Characterization of regulatory light chain-a myosin kinase from smooth muscle of scallop, Patinopecten yessoensis.

The protein kinase that phosphorylates the regulatory light chain-a (RLC-a) of scallop smooth muscle myosin was isolated from scallop smooth muscle (Sohma, H. & Morita, F. (1986) J. Biochem. 100, 1155-1163). The enzymatic properties of this kinase (aMK) were investigated using RLC-a as the substrate. The Km value for ATP was 6.5 microM in the presence of 27 microM RLC-a at pH 7.0, and that for RLC-a was 133 microM in the presence of 1 mM ATP. The Vm value at saturation of both RLC-a and ATP was 0.25 s-1 at pH 7.0. The pH activity curve for aMK was bell-shaped with a maximum at around pH 7.8. The aMK activity was inhibited strongly by an increase in the KCl concentration. aMK required Mg2+, but was inhibited by high concentrations of Mg2+. The optimum activity was seen at 3 mM MgCl2. The mode of inhibition of the aMK activity by Ca2+ was studied.

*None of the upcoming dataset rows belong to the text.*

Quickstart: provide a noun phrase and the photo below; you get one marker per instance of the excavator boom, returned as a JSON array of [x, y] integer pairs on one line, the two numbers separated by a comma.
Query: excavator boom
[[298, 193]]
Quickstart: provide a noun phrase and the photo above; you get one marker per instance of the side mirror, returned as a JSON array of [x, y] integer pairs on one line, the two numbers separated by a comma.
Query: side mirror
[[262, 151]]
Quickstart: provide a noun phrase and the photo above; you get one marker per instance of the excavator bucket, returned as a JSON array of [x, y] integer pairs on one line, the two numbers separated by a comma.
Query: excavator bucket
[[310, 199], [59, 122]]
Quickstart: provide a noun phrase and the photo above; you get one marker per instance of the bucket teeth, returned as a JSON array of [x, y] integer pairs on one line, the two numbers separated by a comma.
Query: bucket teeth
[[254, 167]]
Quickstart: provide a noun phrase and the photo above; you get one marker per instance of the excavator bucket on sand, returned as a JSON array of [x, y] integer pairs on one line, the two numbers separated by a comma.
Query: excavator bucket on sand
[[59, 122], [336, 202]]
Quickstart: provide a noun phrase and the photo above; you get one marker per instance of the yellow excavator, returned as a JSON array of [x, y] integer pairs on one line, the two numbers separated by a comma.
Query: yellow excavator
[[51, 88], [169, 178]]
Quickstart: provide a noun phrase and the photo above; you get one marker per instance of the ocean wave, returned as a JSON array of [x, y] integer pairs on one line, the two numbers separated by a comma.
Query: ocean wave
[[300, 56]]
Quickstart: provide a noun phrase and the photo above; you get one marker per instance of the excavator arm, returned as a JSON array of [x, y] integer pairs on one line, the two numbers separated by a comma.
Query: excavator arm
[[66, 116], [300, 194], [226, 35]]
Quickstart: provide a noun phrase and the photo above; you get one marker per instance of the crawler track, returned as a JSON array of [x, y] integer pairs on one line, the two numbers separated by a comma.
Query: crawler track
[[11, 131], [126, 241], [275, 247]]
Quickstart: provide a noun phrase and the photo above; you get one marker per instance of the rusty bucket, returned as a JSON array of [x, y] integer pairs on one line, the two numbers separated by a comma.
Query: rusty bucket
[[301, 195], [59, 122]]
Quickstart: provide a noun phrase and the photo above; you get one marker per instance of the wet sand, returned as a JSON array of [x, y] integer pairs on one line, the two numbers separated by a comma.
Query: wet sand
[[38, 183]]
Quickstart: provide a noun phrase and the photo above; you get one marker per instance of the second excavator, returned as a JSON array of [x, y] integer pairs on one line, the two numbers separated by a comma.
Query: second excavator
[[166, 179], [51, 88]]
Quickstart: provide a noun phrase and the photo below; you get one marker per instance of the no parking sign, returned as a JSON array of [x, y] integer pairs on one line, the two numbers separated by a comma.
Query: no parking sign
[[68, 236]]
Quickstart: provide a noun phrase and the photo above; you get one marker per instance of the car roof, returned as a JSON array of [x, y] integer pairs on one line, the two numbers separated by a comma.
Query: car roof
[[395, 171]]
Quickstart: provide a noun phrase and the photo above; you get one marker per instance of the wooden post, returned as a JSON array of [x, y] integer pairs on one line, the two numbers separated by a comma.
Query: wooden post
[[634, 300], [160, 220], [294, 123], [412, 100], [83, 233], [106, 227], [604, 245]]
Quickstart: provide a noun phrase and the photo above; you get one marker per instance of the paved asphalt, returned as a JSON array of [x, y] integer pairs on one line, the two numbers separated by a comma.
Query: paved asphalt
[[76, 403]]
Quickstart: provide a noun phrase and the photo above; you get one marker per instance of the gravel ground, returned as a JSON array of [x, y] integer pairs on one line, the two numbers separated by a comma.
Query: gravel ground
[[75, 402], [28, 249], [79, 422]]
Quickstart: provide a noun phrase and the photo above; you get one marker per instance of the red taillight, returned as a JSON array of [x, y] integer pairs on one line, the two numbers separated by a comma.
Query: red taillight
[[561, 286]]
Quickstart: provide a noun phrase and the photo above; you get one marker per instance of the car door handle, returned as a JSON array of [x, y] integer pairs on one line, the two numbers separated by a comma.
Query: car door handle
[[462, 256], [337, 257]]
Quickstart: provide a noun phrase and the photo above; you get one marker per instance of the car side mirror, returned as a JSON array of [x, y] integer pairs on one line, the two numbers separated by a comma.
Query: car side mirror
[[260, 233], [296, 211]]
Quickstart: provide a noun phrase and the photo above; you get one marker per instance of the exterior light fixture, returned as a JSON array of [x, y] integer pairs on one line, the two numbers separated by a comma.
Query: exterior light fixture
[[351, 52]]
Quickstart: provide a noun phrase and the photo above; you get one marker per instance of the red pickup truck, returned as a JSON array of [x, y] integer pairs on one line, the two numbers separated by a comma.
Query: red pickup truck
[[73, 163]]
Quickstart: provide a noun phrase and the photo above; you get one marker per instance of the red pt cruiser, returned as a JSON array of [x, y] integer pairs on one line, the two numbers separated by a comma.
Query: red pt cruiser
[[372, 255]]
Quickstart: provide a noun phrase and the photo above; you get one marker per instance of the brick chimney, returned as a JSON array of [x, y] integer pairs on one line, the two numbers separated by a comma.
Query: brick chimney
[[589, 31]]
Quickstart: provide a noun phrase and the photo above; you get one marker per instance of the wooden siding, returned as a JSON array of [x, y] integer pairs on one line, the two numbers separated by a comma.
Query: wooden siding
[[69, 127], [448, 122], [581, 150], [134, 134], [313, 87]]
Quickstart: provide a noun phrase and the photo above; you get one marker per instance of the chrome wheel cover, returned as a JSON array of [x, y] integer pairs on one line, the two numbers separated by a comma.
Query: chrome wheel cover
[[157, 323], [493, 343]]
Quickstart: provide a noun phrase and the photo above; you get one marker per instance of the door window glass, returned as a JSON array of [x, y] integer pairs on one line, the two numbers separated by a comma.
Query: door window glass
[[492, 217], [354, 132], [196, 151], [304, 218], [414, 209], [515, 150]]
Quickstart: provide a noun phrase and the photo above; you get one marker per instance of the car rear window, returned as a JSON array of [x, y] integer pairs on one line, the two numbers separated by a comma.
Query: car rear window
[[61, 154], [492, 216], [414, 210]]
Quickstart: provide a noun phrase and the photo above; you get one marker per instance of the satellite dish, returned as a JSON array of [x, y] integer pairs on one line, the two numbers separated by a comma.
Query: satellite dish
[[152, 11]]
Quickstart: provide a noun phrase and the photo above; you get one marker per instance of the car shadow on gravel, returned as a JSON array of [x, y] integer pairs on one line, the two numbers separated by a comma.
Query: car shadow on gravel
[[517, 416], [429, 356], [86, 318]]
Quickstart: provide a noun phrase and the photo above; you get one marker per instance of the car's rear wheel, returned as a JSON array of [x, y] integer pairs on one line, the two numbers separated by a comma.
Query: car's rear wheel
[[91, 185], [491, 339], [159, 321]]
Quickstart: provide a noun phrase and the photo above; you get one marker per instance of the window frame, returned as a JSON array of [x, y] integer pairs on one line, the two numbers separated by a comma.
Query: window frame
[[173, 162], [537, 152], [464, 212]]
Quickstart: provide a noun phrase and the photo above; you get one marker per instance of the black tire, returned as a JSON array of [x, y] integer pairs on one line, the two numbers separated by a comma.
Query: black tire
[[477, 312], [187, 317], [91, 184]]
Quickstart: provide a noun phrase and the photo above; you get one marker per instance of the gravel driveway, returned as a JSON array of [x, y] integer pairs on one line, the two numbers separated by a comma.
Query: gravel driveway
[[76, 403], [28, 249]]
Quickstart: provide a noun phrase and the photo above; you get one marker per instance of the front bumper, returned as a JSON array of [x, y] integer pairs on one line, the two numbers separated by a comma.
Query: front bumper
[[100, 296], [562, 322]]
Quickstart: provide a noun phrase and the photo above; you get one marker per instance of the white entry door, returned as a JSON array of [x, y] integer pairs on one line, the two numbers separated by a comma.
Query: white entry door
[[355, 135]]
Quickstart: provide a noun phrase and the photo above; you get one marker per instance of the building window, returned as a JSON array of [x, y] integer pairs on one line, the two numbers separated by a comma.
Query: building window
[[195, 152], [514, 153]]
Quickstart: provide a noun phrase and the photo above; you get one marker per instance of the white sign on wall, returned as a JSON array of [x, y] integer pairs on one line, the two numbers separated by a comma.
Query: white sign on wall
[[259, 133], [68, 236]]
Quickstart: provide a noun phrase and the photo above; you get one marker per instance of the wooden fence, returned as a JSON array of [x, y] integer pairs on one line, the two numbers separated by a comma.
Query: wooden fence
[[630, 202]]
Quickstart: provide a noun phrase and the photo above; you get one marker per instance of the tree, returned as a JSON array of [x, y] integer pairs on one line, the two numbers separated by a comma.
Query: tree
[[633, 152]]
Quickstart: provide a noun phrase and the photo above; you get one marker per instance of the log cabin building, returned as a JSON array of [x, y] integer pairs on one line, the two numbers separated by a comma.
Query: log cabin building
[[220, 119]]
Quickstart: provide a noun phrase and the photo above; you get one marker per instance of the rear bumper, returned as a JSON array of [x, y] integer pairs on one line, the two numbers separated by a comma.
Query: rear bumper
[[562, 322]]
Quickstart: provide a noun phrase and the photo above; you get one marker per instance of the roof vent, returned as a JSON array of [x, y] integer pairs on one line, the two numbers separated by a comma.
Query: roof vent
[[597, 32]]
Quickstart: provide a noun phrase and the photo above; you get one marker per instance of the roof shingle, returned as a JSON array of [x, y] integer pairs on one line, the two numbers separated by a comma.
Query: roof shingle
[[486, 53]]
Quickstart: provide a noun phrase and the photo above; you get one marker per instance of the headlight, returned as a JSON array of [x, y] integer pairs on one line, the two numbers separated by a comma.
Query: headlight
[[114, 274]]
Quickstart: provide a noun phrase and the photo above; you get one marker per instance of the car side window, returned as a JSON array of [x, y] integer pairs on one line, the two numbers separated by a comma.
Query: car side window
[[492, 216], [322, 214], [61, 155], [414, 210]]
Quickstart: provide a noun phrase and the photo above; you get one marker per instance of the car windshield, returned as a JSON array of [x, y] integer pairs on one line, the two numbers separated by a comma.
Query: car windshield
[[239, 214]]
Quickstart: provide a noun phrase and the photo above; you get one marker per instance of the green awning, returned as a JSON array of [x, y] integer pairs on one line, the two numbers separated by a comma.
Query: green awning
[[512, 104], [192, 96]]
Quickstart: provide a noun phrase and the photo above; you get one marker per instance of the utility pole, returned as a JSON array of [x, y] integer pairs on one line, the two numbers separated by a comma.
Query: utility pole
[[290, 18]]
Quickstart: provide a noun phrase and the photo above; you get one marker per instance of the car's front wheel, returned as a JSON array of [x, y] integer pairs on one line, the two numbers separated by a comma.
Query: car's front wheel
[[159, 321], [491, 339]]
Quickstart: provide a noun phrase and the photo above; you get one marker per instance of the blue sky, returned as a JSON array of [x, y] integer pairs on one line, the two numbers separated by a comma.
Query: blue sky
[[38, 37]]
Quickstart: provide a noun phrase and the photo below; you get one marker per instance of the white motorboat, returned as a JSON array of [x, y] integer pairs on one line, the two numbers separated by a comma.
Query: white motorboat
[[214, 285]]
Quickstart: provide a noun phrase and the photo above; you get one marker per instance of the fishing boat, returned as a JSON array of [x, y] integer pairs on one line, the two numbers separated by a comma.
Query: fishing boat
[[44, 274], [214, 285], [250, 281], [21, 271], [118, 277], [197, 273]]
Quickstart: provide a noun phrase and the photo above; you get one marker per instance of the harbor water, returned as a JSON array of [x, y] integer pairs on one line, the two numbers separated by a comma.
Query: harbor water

Assuming that the binding of Ca2+ to aMK induces the inhibition, the dissociation constant of Ca2+ was estimated to be 64 microM. aMK also phosphorylated LC20 of chicken gizzard myosin at a similar rate to that for RLC-a and the DTNB light chain of rabbit skeletal muscle myosin at a more lower rate. The helix and beta-sheet contents of aMK were estimated to be 19 and 30%, respectively, from the CD spectrum.